Le fait que Dieu soit Père

21 mai 2012

Un Dieu Père… voilà qui, depuis des lustres, tracasse féministes et partisans de la parité. Une grande injustice, sans doute, si l’on regarde cette révélation pluriséculaire par le petit bout de la lorgnette. Faut-il y avoir un reflet passéiste des conceptions anciennes, où le masculin était prédominant ? Il serait simpliste d’en rester là. Car c’est ainsi que dans l’épisode de l’Exode, Dieu ne se révèle pas comme Mère et source de vie, même s’il engendre à une vie nouvelle, il donne surtout les moyens au nouveau-né qu’est Israël de conserver cette vie. Il donne la loi, qui est un repère, un garde-fou, une sorte de « vie, mode d’emploi » qui permet d’envisager l’autonomie. Cette fonction du don de la loi, les éducateurs et ceux qui réfléchissent à ces questions en ont fait un des aspects les plus essentiels de la fonction paternelle. Dans le monde ancien, le père donnait le nom à l’enfant, il était celui qui permettait la séparation nécessaire, salutaire et douloureuse, d’avec la mère.

Le don de la loi, des principes, des règles, des repères, n’est rien d’autre qu’une autre manière d’engendrer, de donner la vie. Bien sûr, dans bien des cas, dans des situations de familles monoparentales, un seul parent doit jouer ce double rôle. Mais nous savons bien que ce combat courageux pour mener seul l’éducation de l’enfant ne se fait pas sans difficultés supplémentaires qui rendent le processus de différentiation qu’est la croissance de l’enfant, plus délicat. C’est ainsi. Beaucoup d’études sérieuses affirment qu’en ce début de XXIème siècle, la paternité est en crise.

Le sens commun nous rappelle qu’elle implique nécessairement la responsabilité de nourrir, de protéger et d’enseigner, mais ce n’est pas suffisant. Du point de vue chrétien, un père accompli est appelé à devenir un modèle vivant d’amour, de vérité et de sainteté.

Si des hommes éprouvaient le besoin de retrouver leur paternité supposément perdue, ils auraient à coeur de considérer attentivement deux modèles : Dieu le Père, et saint Joseph, père nourricier de Jésus et époux de Marie. La paternité divine nous est présentée dans les Écritures qui nous montrent Dieu créateur de l’univers et veillant sur ses créatures : « Dieu créa l’homme à son image… » (Gen. 1.27-28). « Comme un homme châtie son fils, l’Éternel, ton Dieu, te châtie » (Deut. 8.5). La paternité divine est particulièrement évidente dans sa relation avec son Fils qui l’appelle : « Abba, Père » (Rom. 8.15). Dans une perspective catholique, depuis le Christ, on peut voir que notre relation avec Dieu est celle d’un Père avec ses enfants. Les vrais pères doivent eux-mêmes vivre une vie d’amour, de discipline et d’obéissance au Père des pères avant de pouvoir l’enseigner ou s’y attendre dans leur famille.

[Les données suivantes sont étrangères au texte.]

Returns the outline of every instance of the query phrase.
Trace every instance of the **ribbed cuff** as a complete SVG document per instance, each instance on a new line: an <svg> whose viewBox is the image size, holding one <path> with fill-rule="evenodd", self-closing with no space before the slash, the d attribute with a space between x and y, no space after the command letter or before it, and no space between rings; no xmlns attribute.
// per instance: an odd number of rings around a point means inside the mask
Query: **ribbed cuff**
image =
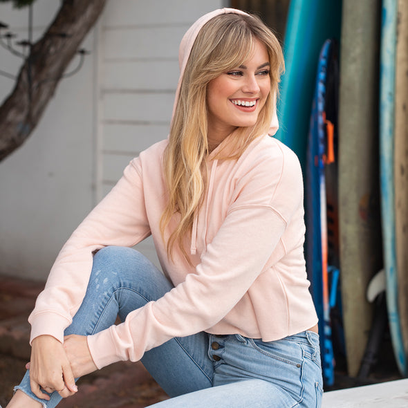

Joseph, père nourricier de Jésus, est un modèle de paternité véritable. Il n’était pas un père biologique mais il donne l’exemple de l’amour et de la responsabilité qu’un père devrait avoir pour le bien-être moral, physique et spirituel des autres. C’est ce qu’a révélé son attitude à l’égard de Marie à qui il a voulu épargner le scandale lorsqu’il a su qu’une vierge à laquelle il était fiancé attendait un enfant. Joseph, qui « … ne voulait pas la diffamer publiquement, résolut de la répudier secrètement » (Mat. 1.19-20). C’est la même responsabilité dont il a fait preuve pour protéger la vie de son fils en fuyant en Égypte avec sa famille lorsque l’ange l’a averti : « Et Joseph, s’étant levé, prit de nuit le petit enfant et sa mère, et se retira en Égypte » (Mat. 2.13-14). Cette préoccupation est également évidente dans la réaction de Marie et de Joseph qui retrouvent Jésus dans le Temple après trois jours de recherche : « Ton père et moi nous te cherchions, tout angoissés » (Luc 2.48).

Une paternité véritable invite les hommes à remplir leur plus grande obligation, à aimer de façon inconditionnelle, à vouloir le bien de l’autre sans rien attendre en retour, à se sacrifier pour la famille et pour les autres. L’amour d’un père ressemble à celui du Christ : « Nous, nous l’aimons parce que lui nous a aimés le premier » (1 Jean 4.19). Cela signifie suivre le modèle de l’amour du Christ, mort volontairement sur la croix pour nous donner la vie éternelle et donner vie à sa Vie nouvelle, une vie abondante qui croît en grâce et en sainteté : « Celui qui demeure en moi, et moi en lui, celui-là porte beaucoup de fruit » (Jean 15.5).